Western Colorado has worked hard to diversify its economy with tourism, recreation activities and retirement options. And now energy development is back.

 

The natural gas boom in particular brought a fresh group of companies and workers, packing hotels, restaurants and homes. Loschke says Parachute even has rush-hour traffic congestion at its main intersection, where there still is no traffic light.

 

In Vernal, Utah, also hit hard by the shale bust, workers are wanted for lots of jobs. The town's population of about 8,000 is expected to double in 10 years.

 

"You take a look around, every place has a 'Help Wanted' sign. Workers from the downtown businesses are going out to the oil fields because they pay so well," said Tom Nemec, a safety consultant for San Antonio-based Pioneer Drilling Co. "Right now the economy's booming. Everybody's on the bandwagon."

 

Hiring the cooks

 

In July, a manager of another oil company walked up to the counter in a Vernal McDonald's with an offer for jobs. Two cooks were hired on the spot for roughneck wages of $18 an hour, plus a $1,000 signing bonus.

 

"It happens to us on a regular basis," complained McDonald's supervisor Sandra Richins as she took a break from the breakfast grill.
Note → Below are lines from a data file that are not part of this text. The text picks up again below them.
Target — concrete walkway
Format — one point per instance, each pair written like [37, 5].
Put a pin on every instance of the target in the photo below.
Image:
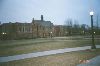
[92, 62]
[44, 53]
She raised wages to $7 from $6 an hour and offers health insurance, but still can't compete.

 

"I lose about five people a month to the oil fields — and that's been going on for the last three months," Richins said.

 

Analysts and industry observers say it isn't a question of whether shale oil can be produced. It can. But is it economically and commercially viable in large quantities?

 

Methods in use

 

There are two basic retrieval methods used worldwide.

 

One involves mining the rock and heating it in an above-ground facility called a retort. It leaves a lot of leftover shale for disposal and requires huge amounts of water for processing.

 

The other is an underground process in which the rock is heated beneath the surface. Although it would not require as much water, pollution of underground water supplies and the air remain possibilities.

 

Shell Exploration & Production Co. has been testing this method with buried heaters in a remote stretch of Colorado.

 

Terry O'Connor, a Shell vice president, said the company believes the process will be economical if crude oil stays above $30 a barrel. But the company is at least five years from deciding whether to build a commercial-scale operation.

 

Near Vernal, Oil-Tech Inc. is using a retort to melt oil from shale. The privately held company has applied for a permit to mine on state land and is asking the federal government to let it use 30,000 tons of oil shale from a nearby mine.

 

Loucks says the technology is still years away.

 

"We've been building plants for years, ever since at least 1920. Each one of them can get oil out of the rock," he said. "We know how to heat it up to 900 degrees, but in no case have we ever shown that that may work and made a buck."

 

Still, many observers believe the West can handle an oil shale boom — and bust — if development is properly controlled. Communities have become more sophisticated, with more diversified economies, and the mix of people is broader.

 

"There isn't going to be any boom or bust," said Russell George, a native of nearby Rifle and head of the state Department of Natural Resources. "Nothing is going to happen very fast and frankly shouldn't”.